Las semanas pasaban y se devolvían riéndose de mí. Traté de averiguar qué hacer. Entonces di con ella. Se llamaba Elisa, según me dijo. Era o parecía ser bastante joven. Me gustaba cómo vestía, me gustaba su corte de pelo, tan moderno y sofisticado. Parecía siempre estar jugando con los parques, las palomas, los comercios, las vendedoras. Me dijo que ella podía decirme si tenía una calavera en la frente o sí, por el contrario, empezaría a caminar por los senderos del nacimiento. Yo le creí ya que la ciencia era quien vestía a Elisa y sus ojos púrpuras cambiaban de lo pálido al destello cuando se enfrascaba en las disoluciones bioquímicas. Era linda y muy amable aunque parecía no mirar a los ojos de las personas, excepto claro, la vez en que te revelaba grandes e importantes trozos de tu futuro. Tuve miedo antes de decidirme a preguntarle, quería retroceder, arrancar y negar. Pero eso no era lo correcto y apoyándome en la música, las artes y los diarios, en los detalles tan evidentes y en las concentraciones del respiro, finalmente me decidí y fui tras ella.
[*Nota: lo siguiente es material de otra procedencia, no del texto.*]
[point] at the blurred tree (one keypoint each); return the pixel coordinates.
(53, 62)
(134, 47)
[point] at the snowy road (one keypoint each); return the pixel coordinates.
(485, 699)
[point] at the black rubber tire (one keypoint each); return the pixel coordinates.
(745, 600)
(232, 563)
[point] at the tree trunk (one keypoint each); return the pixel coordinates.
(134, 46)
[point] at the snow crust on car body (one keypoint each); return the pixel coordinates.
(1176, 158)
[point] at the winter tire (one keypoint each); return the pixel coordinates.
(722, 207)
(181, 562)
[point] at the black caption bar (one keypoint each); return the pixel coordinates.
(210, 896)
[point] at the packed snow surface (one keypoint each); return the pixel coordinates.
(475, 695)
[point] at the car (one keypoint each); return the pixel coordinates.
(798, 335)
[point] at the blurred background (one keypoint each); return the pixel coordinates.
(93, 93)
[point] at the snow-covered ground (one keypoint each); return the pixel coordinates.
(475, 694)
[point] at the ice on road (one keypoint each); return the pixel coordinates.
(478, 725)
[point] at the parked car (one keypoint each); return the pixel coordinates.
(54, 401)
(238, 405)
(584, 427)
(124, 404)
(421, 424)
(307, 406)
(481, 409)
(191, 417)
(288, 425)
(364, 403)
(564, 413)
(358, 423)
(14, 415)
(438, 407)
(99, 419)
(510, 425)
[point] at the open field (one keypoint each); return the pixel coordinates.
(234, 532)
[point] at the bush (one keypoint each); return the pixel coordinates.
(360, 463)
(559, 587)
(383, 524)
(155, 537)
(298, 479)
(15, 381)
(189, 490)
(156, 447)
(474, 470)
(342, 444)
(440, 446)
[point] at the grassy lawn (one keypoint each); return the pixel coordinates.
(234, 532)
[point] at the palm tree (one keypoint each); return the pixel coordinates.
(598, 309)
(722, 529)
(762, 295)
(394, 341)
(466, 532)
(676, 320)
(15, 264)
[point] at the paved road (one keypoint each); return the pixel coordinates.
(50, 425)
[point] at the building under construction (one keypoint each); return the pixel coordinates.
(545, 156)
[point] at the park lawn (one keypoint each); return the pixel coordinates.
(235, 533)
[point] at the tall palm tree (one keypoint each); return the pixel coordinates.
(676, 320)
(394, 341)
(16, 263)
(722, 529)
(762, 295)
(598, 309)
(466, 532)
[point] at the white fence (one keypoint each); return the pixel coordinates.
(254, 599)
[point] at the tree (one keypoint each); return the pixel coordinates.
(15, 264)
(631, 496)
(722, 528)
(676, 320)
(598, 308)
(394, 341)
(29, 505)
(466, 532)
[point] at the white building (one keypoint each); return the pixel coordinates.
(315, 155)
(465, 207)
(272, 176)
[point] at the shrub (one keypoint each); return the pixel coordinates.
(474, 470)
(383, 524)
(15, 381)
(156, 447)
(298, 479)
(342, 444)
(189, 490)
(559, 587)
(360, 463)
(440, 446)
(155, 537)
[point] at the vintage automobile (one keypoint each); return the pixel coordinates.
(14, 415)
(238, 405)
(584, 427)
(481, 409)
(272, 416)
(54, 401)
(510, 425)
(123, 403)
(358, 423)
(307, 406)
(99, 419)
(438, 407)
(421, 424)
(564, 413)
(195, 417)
Me pidió la mano derecha. Examinó la palma con sus dedos inquisidores. Sin ningún tipo de dolor, me la abrió levemente y extrajo unas gotas de sangre. Sonrió y me dejó ahí, solo en la mitad de la ciudad fantasma, esperando que ocho planetas fueran y vinieran. Lloré. Me desgarré. Sujeté mi cabeza con mis manos. Me deshice. A raíz de tal oscuridad, de tal pavor, busqué a la divinidad, pero como nunca fui campo fértil para la fe, tuve que recurrir a las amistades que sí lo eran. Y las sentí. Me calmaron. Tuve los ojos un poco más secos, la garganta un poco más aireada, el alma un poco más dormida. Ellas estuvieron ahí. Camila estuvo ahí. Gracias a ellas caminé de nuevo al encuentro de Elisa para saber de huesos o luciérnagas pero, esta vez, no de ambos al mismo tiempo.

Hola, Elisa, ¿cómo van tus líos mediterráneos? ¿ya has tenido algún cumpleaños? La gente no te lo dice pero, para tener la edad que tienes, luces de no más de 16 o 17 años. Mírame. Sabes que he llorado, sabes que me he diluido. Mírame. Te abro ahora a tí, Elisa de pieles blancas, buscando la respuesta que temo ver. Te abro la carne, Elisa, y tú, púrpura, me dices en un suspiro, universal, estelar, gris, recóndito, extravagante, telúrico y dimensional: Negativo. Y entonces, el mundo cambia sus cursos de agua y de tiempo, me canta algunas alabanzas a la vida y al recuerdo, se recuesta en el pasto de sus edades y me mira tan, tan tierno. Es la vida, que estalla de belleza a cada rato dentro de cada instante, en cada anillo dentro de cada cornisa. Es la brisa que me recorre desde las costas hasta los hielos. Es el calor, oh Elisa, que me retuerce las entrañas divinas.

Adiós, Elisa de la belleza púrpura. Espero no volver a verte jamás en la vida.